Beyond Coakley’s ignorance, the effect of her pronouncement is nothing short of pernicious. If public officials decide it’s appropriate to recommend exclusion of faith groups from employment, where does that end? It doesn’t take much imagination to grasp that the threat only begins with Catholics. Adherents of Christian Science might find would-be U.S. Senators questioning their fitness for any health-related profession. Believers in literal Biblical creation could see liberal officeholders demanding their ejection from the teaching profession. Muslim faithful might be urged out of security and military professions.

The logical consequences of Martha Coakley’s statement are both grotesque and stupid.

Martha Coakley does not exist in a vacuum. Her belief that conscience and its protections must be forced out of the health care sector are tightly bound up with the ideology underlying the president’s push for health care reform. That reform threatens ever-greater government involvement in health care, and probably portends its takeover if passed.

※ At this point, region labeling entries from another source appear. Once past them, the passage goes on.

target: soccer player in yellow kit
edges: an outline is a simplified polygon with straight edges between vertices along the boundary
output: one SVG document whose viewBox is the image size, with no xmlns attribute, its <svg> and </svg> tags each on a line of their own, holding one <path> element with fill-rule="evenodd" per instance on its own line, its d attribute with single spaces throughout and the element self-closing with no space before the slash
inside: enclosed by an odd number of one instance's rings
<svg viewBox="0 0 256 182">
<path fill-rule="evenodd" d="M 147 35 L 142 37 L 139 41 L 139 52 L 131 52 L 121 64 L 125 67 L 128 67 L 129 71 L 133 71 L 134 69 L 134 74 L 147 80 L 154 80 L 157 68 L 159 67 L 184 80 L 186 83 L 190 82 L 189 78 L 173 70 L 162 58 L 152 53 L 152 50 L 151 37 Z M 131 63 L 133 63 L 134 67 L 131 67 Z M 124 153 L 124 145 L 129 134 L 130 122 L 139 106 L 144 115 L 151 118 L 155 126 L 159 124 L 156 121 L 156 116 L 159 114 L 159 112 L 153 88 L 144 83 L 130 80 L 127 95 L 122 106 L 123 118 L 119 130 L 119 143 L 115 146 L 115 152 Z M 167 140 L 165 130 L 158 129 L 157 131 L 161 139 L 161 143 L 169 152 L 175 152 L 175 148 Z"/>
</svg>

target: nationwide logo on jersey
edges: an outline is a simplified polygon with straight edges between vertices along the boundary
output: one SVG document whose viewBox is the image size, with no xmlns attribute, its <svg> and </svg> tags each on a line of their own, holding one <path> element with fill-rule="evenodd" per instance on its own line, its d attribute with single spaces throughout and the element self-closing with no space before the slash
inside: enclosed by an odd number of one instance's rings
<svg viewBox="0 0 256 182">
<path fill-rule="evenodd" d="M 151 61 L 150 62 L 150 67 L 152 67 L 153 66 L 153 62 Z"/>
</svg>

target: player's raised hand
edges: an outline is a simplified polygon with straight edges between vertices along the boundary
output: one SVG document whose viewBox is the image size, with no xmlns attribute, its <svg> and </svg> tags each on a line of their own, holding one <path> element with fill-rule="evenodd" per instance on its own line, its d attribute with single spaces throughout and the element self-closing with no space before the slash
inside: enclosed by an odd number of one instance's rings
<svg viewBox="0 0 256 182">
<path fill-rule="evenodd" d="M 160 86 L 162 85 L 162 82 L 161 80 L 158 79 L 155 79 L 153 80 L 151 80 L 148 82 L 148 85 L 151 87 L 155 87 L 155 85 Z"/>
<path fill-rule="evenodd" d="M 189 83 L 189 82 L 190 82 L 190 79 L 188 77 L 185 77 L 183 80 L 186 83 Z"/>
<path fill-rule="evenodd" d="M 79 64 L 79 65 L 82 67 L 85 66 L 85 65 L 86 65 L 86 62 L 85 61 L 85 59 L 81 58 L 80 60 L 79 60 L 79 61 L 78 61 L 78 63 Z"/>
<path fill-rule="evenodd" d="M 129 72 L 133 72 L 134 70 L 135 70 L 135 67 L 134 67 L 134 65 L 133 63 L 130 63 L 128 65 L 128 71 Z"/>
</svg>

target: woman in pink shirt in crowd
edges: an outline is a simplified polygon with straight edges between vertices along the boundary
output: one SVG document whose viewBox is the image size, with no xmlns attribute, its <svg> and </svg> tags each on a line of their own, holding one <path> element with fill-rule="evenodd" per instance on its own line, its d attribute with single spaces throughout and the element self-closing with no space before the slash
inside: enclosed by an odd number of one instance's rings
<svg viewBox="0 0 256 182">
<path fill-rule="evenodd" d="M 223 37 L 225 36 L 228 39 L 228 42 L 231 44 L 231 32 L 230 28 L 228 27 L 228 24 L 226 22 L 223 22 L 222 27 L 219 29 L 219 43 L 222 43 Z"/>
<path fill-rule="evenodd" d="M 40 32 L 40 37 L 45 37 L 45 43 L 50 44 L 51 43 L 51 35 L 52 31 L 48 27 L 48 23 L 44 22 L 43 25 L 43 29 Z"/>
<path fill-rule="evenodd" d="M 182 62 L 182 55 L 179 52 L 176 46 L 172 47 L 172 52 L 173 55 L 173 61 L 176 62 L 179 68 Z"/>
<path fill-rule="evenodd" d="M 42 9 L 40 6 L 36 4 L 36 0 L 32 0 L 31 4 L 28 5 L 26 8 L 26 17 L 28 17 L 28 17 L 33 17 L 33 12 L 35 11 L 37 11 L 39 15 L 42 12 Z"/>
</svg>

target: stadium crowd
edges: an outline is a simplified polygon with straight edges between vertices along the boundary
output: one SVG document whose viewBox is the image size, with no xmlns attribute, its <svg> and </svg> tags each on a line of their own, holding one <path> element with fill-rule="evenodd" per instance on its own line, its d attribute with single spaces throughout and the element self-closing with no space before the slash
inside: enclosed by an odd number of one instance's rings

With that comes the precedence of government priorities–and there’s little room for individual conscience then. That’s why President Obama last month moved to revoke the conscience protections afforded health care workers and providers under federal rules. As Kevin Hasson and Luke Goodrich of The Becket Fund for Religious Liberty wrote, “Regardless of one’s view on abortion, contraceptives, war or capital punishment, respecting conscience only when one agrees with you is no respect for conscience at all. Those who champion “choice” and “tolerance” should respect the conscience-based choices of those with whom they disagree.”

President Obama is taking the first step toward forcing healthcare professionals to follow the government’s ethical agenda rather than their own. If Martha Coakley wins on Tuesday, it won’t be the last.


Ken Blackwell is a fellow at the Family Research Council and a visiting professor at Liberty University School of Law. He is a former U.S. Ambassador to the UN Human Rights Commission.